Not A HIT
IT [Information Technology] use in the healthcare industry has experienced tremendous growth and attention since 2007. Yet concrete and credible evidence that HIT improves health outcomes remains inconclusive. Our investigation of New York State healthcare providers further indicates the healthcare industry may be experiencing an ongoing HIT productivity paradox, mirroring earlier patterns in manufacturing and other industrial sectors. While potential HIT contribution to health outcomes remains an open question, we suggest a collective approach is needed to address the many issues raised by the HIT productivity paradox and hope our research invites further inquiry into this important issue. Communications of the ACM, October 2018, The Productivity Paradox in Health Information Technology. Image: group50.com
I learned about this productivity paradox at the Software Engineering Institute. It was a revelation that helped me remain patient and less frustrated on future efforts. The simple, now obvious, fact that when we do something new we will not necessarily be as productive as we had been in the past is an incredible insight. There are ways to minimize productivity reduction during the early use phase, but it almost always happens. There are times when using a new technique or technology that one’s productivity skyrockets. When I first used a Palm Pilot and when I tried Quicken financial software, I was more productive than previously with each keystroke. These techniques or technologies embody a deep understanding of how an individual works, or at least of some individuals who then immediately resonate with the new approach.
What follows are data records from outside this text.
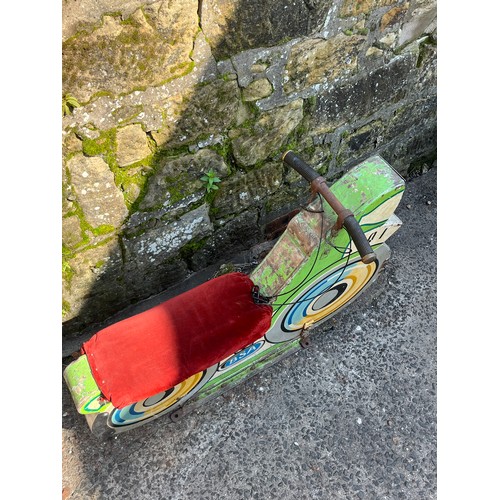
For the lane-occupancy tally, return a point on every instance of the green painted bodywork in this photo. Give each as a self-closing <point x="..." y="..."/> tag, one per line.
<point x="84" y="391"/>
<point x="299" y="254"/>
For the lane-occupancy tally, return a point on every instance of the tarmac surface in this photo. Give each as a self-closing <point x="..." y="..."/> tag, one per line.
<point x="351" y="417"/>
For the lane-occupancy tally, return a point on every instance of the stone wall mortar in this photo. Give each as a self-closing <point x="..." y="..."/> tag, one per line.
<point x="344" y="81"/>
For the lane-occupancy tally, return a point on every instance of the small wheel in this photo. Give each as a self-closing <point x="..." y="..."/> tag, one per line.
<point x="150" y="408"/>
<point x="324" y="295"/>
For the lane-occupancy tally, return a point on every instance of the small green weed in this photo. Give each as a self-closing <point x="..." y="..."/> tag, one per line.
<point x="210" y="179"/>
<point x="69" y="104"/>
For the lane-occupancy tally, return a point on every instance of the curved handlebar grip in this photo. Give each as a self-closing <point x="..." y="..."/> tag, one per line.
<point x="300" y="166"/>
<point x="349" y="222"/>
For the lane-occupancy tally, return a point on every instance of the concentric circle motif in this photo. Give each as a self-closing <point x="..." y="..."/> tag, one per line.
<point x="323" y="296"/>
<point x="159" y="403"/>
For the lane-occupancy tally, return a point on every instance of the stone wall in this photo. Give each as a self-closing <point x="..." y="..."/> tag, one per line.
<point x="159" y="93"/>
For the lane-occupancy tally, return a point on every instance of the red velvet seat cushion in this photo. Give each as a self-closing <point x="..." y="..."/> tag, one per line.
<point x="155" y="350"/>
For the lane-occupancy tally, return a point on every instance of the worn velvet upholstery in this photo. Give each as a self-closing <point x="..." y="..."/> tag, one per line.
<point x="155" y="350"/>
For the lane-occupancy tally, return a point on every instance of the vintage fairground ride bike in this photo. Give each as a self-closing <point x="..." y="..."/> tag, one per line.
<point x="171" y="358"/>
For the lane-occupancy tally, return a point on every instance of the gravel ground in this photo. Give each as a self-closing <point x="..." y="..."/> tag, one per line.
<point x="353" y="416"/>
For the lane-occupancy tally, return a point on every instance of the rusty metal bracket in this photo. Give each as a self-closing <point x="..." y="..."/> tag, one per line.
<point x="319" y="186"/>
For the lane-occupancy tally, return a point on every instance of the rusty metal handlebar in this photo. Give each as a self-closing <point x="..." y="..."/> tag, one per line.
<point x="345" y="218"/>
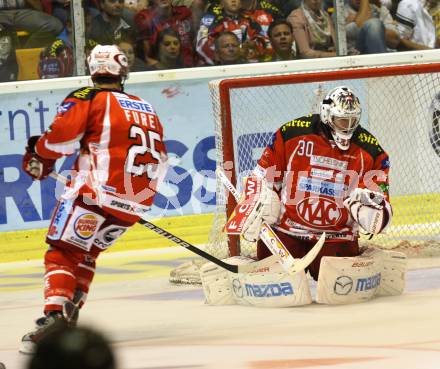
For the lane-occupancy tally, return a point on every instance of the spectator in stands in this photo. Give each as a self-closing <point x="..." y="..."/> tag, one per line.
<point x="281" y="39"/>
<point x="197" y="7"/>
<point x="262" y="12"/>
<point x="27" y="15"/>
<point x="168" y="50"/>
<point x="73" y="348"/>
<point x="151" y="21"/>
<point x="108" y="27"/>
<point x="227" y="49"/>
<point x="416" y="25"/>
<point x="135" y="64"/>
<point x="8" y="60"/>
<point x="370" y="27"/>
<point x="229" y="17"/>
<point x="56" y="61"/>
<point x="313" y="30"/>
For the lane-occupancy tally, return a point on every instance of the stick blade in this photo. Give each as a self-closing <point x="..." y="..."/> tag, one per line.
<point x="304" y="262"/>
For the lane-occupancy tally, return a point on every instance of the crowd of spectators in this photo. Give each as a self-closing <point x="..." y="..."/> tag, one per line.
<point x="168" y="34"/>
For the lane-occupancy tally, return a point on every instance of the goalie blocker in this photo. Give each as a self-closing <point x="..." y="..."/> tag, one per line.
<point x="344" y="280"/>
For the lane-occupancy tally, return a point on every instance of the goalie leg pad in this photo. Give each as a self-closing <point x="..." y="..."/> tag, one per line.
<point x="351" y="280"/>
<point x="274" y="288"/>
<point x="270" y="287"/>
<point x="216" y="281"/>
<point x="347" y="280"/>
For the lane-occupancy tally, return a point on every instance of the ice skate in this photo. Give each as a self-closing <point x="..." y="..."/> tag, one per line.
<point x="45" y="325"/>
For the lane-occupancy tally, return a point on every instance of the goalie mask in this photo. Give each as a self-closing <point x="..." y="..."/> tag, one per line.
<point x="108" y="61"/>
<point x="341" y="111"/>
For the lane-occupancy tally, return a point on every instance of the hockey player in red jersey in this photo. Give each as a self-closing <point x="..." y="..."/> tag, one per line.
<point x="321" y="173"/>
<point x="121" y="159"/>
<point x="332" y="176"/>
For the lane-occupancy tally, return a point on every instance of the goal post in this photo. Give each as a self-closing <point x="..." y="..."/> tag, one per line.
<point x="401" y="107"/>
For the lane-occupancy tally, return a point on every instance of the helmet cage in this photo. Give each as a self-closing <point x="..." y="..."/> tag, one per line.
<point x="341" y="103"/>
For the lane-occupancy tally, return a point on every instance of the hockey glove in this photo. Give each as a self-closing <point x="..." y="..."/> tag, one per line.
<point x="369" y="209"/>
<point x="33" y="164"/>
<point x="259" y="204"/>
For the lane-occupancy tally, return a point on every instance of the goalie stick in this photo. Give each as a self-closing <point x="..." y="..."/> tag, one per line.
<point x="245" y="268"/>
<point x="272" y="241"/>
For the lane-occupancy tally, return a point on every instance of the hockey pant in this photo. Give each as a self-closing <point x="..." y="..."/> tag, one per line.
<point x="78" y="233"/>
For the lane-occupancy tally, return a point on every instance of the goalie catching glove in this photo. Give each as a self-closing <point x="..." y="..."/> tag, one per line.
<point x="33" y="164"/>
<point x="369" y="209"/>
<point x="259" y="203"/>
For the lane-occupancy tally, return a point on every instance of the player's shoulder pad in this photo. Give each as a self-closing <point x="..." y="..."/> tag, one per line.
<point x="367" y="141"/>
<point x="300" y="126"/>
<point x="84" y="93"/>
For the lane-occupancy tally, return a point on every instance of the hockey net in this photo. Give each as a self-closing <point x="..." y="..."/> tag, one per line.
<point x="401" y="107"/>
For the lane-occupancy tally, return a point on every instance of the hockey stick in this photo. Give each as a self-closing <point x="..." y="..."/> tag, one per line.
<point x="245" y="268"/>
<point x="272" y="241"/>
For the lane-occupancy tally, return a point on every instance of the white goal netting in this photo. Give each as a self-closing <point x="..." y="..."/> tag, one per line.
<point x="401" y="107"/>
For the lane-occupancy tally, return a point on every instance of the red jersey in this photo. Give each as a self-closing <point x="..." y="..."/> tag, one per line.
<point x="121" y="149"/>
<point x="314" y="177"/>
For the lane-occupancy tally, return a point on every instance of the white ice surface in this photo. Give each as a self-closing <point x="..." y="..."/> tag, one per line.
<point x="153" y="324"/>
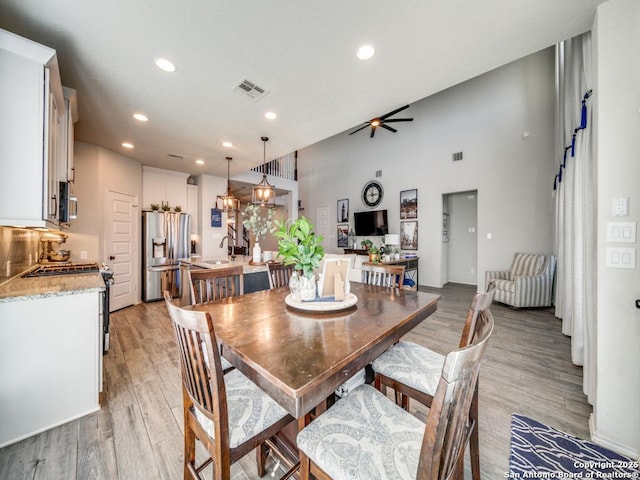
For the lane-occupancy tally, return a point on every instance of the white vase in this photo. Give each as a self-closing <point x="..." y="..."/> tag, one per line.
<point x="257" y="253"/>
<point x="307" y="288"/>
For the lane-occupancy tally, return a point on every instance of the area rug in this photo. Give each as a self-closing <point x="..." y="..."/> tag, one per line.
<point x="539" y="451"/>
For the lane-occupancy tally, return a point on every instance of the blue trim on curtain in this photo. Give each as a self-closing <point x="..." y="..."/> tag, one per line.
<point x="583" y="124"/>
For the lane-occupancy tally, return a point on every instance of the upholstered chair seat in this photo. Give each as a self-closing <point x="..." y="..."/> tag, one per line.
<point x="364" y="436"/>
<point x="528" y="283"/>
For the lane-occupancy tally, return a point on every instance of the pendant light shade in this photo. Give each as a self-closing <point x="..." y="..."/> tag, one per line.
<point x="230" y="203"/>
<point x="264" y="193"/>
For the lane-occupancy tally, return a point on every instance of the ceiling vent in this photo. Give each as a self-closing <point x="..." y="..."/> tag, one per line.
<point x="250" y="89"/>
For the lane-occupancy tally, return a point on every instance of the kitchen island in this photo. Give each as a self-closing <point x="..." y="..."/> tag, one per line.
<point x="50" y="352"/>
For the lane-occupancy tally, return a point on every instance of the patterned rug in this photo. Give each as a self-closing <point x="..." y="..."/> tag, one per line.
<point x="539" y="451"/>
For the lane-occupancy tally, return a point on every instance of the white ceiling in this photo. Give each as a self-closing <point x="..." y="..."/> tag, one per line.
<point x="301" y="51"/>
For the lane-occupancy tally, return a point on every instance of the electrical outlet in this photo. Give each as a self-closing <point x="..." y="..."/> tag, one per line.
<point x="620" y="207"/>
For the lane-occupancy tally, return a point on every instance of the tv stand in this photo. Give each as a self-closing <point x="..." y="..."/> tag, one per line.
<point x="357" y="251"/>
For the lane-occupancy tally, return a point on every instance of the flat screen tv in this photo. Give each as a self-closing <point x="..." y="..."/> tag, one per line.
<point x="371" y="223"/>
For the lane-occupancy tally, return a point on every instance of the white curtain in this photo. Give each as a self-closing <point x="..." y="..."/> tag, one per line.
<point x="576" y="206"/>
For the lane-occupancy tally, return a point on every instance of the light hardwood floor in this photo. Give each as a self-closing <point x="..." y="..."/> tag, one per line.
<point x="138" y="431"/>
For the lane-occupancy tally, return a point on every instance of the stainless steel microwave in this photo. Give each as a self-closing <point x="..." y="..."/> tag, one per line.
<point x="68" y="209"/>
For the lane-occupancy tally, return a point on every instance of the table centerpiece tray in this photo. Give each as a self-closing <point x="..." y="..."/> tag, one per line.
<point x="324" y="305"/>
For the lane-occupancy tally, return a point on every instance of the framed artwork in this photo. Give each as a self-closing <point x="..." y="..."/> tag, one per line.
<point x="343" y="236"/>
<point x="409" y="235"/>
<point x="343" y="211"/>
<point x="409" y="204"/>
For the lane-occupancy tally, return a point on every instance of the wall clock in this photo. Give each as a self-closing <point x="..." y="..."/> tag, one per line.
<point x="372" y="193"/>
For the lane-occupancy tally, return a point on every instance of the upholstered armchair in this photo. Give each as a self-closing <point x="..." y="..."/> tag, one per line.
<point x="528" y="283"/>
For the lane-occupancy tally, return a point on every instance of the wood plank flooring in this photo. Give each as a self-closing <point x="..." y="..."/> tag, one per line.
<point x="138" y="431"/>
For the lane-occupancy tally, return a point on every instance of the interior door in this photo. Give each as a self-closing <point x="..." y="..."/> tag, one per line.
<point x="121" y="252"/>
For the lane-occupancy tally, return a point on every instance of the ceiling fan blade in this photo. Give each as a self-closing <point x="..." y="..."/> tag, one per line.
<point x="393" y="112"/>
<point x="361" y="128"/>
<point x="398" y="120"/>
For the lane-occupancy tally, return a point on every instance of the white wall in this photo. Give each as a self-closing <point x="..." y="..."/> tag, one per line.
<point x="98" y="170"/>
<point x="485" y="118"/>
<point x="616" y="417"/>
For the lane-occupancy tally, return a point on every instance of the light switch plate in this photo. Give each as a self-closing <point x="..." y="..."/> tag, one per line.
<point x="621" y="232"/>
<point x="618" y="257"/>
<point x="620" y="207"/>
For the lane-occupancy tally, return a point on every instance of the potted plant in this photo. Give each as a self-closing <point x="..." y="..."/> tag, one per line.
<point x="374" y="254"/>
<point x="259" y="225"/>
<point x="298" y="245"/>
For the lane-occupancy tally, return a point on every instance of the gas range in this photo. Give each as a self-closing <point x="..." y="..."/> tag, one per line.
<point x="63" y="269"/>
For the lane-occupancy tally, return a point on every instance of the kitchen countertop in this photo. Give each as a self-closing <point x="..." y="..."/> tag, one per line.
<point x="25" y="288"/>
<point x="215" y="263"/>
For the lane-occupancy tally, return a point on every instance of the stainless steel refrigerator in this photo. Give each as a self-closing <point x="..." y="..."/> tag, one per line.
<point x="165" y="239"/>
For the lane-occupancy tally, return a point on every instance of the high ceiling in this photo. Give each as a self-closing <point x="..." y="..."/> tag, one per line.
<point x="302" y="52"/>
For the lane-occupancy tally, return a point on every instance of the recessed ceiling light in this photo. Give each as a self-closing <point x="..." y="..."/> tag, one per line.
<point x="166" y="65"/>
<point x="365" y="52"/>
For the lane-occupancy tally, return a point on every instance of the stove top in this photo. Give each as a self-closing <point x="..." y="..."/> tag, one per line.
<point x="63" y="269"/>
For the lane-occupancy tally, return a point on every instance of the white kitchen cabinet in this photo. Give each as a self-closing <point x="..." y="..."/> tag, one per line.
<point x="30" y="91"/>
<point x="192" y="207"/>
<point x="167" y="186"/>
<point x="50" y="362"/>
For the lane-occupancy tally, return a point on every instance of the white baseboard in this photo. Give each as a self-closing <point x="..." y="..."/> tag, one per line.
<point x="610" y="444"/>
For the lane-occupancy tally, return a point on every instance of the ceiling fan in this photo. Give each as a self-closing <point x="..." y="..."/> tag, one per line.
<point x="382" y="121"/>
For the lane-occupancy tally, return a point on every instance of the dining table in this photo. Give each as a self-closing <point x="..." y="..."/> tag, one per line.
<point x="301" y="357"/>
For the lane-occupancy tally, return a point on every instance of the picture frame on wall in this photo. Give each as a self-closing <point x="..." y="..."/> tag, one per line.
<point x="343" y="236"/>
<point x="409" y="204"/>
<point x="409" y="235"/>
<point x="343" y="211"/>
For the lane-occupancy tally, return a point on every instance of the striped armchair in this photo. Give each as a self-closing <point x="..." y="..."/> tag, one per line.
<point x="529" y="282"/>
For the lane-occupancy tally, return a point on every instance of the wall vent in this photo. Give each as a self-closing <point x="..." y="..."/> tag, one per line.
<point x="250" y="89"/>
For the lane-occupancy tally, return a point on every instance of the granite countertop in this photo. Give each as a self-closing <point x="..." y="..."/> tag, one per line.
<point x="25" y="288"/>
<point x="214" y="263"/>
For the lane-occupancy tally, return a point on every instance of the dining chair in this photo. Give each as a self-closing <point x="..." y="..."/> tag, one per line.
<point x="209" y="285"/>
<point x="413" y="371"/>
<point x="227" y="413"/>
<point x="366" y="435"/>
<point x="279" y="274"/>
<point x="383" y="275"/>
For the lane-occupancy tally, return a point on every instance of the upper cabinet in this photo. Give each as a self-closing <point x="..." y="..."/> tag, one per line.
<point x="164" y="186"/>
<point x="33" y="111"/>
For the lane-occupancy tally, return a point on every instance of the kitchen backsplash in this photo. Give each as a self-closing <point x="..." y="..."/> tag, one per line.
<point x="18" y="251"/>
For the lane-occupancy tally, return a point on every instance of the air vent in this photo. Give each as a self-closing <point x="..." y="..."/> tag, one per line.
<point x="250" y="89"/>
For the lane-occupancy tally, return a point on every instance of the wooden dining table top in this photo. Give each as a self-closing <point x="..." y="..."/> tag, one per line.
<point x="300" y="358"/>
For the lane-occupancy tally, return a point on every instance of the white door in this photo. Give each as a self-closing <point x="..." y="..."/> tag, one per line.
<point x="121" y="247"/>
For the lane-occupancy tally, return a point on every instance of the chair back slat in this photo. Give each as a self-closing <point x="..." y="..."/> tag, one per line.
<point x="210" y="285"/>
<point x="383" y="275"/>
<point x="479" y="306"/>
<point x="202" y="375"/>
<point x="448" y="420"/>
<point x="279" y="274"/>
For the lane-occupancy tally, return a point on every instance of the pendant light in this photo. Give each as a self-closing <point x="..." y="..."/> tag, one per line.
<point x="230" y="203"/>
<point x="264" y="193"/>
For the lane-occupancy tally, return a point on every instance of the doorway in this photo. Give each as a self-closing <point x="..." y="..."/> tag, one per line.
<point x="121" y="252"/>
<point x="460" y="237"/>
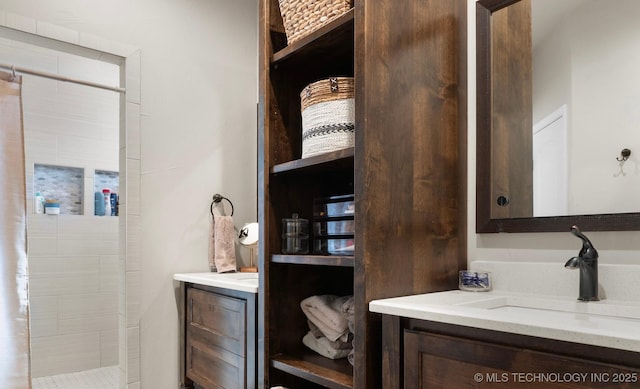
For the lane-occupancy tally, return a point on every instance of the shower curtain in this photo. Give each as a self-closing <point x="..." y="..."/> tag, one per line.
<point x="14" y="301"/>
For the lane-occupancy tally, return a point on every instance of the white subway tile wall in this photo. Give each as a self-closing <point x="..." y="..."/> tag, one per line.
<point x="73" y="259"/>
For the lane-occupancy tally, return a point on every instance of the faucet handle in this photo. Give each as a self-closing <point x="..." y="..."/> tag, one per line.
<point x="587" y="251"/>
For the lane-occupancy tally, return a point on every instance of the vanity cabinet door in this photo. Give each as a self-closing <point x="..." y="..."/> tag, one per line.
<point x="216" y="340"/>
<point x="440" y="361"/>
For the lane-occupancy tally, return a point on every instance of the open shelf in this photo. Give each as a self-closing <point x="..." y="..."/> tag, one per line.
<point x="334" y="374"/>
<point x="320" y="42"/>
<point x="319" y="260"/>
<point x="338" y="158"/>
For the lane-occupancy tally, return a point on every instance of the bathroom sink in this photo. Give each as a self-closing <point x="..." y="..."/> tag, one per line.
<point x="247" y="282"/>
<point x="559" y="308"/>
<point x="237" y="276"/>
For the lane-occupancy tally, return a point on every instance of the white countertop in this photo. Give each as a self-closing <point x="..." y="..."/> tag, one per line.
<point x="607" y="323"/>
<point x="244" y="282"/>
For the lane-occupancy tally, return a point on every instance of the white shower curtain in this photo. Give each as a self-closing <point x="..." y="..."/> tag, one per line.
<point x="14" y="300"/>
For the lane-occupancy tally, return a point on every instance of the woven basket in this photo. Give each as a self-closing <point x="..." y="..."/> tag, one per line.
<point x="327" y="116"/>
<point x="302" y="17"/>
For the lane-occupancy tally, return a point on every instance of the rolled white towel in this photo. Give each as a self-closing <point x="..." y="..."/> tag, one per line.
<point x="326" y="313"/>
<point x="323" y="347"/>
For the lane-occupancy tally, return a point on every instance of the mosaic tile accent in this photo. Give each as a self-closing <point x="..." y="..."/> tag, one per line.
<point x="106" y="179"/>
<point x="102" y="378"/>
<point x="64" y="184"/>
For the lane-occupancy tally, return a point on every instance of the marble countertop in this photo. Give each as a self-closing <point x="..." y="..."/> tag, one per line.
<point x="244" y="282"/>
<point x="612" y="322"/>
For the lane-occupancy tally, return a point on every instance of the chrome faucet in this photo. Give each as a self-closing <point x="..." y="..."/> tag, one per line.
<point x="587" y="262"/>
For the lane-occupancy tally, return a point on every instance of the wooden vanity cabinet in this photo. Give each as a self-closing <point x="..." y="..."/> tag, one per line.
<point x="423" y="354"/>
<point x="220" y="338"/>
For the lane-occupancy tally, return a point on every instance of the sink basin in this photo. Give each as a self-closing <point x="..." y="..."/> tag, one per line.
<point x="603" y="312"/>
<point x="605" y="323"/>
<point x="236" y="276"/>
<point x="247" y="282"/>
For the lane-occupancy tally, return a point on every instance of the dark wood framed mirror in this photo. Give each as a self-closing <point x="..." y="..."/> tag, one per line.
<point x="505" y="126"/>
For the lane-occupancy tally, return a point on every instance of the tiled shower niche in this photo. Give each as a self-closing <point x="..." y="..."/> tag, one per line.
<point x="63" y="184"/>
<point x="107" y="179"/>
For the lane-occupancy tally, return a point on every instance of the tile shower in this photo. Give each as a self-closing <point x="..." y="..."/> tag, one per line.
<point x="71" y="148"/>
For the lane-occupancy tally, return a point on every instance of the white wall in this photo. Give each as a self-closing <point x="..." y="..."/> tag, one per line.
<point x="73" y="259"/>
<point x="198" y="108"/>
<point x="613" y="247"/>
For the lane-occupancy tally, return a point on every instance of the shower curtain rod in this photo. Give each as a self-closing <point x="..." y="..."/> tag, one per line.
<point x="15" y="69"/>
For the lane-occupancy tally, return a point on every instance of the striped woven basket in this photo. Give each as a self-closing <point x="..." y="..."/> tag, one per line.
<point x="327" y="116"/>
<point x="302" y="17"/>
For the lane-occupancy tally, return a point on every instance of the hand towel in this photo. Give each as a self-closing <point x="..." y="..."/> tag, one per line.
<point x="322" y="347"/>
<point x="224" y="252"/>
<point x="326" y="313"/>
<point x="212" y="244"/>
<point x="338" y="344"/>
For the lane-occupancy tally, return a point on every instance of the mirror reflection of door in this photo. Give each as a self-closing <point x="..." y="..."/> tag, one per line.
<point x="550" y="178"/>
The other issue mentioned here was, that beyond productivity, did the new technology ultimately result in improved health outcomes. Google has pushed speed for websites, citing studies showing that speed maintained engagement by customers which resulted in higher revenue (at least for their ads, I suspect). Some productivity enhancements just allow us to do the same job faster and more accurately, without necessarily being more profitable or health enhancing as covered in this article. This is almost always a good place to be except in the rarer circumstance where over automating a bad process just made that process harder to improve later (I think of Tesla’s manufacturing line tents after robot automation did not live up to expectations). Once we got good at what we did, in my experience, the easier it was to improve how we executed a project and then delivered more functionality, with higher quality, and on time and at or below our estimated cost.
Are you accounting for the temporary productivity drop in your improvement project?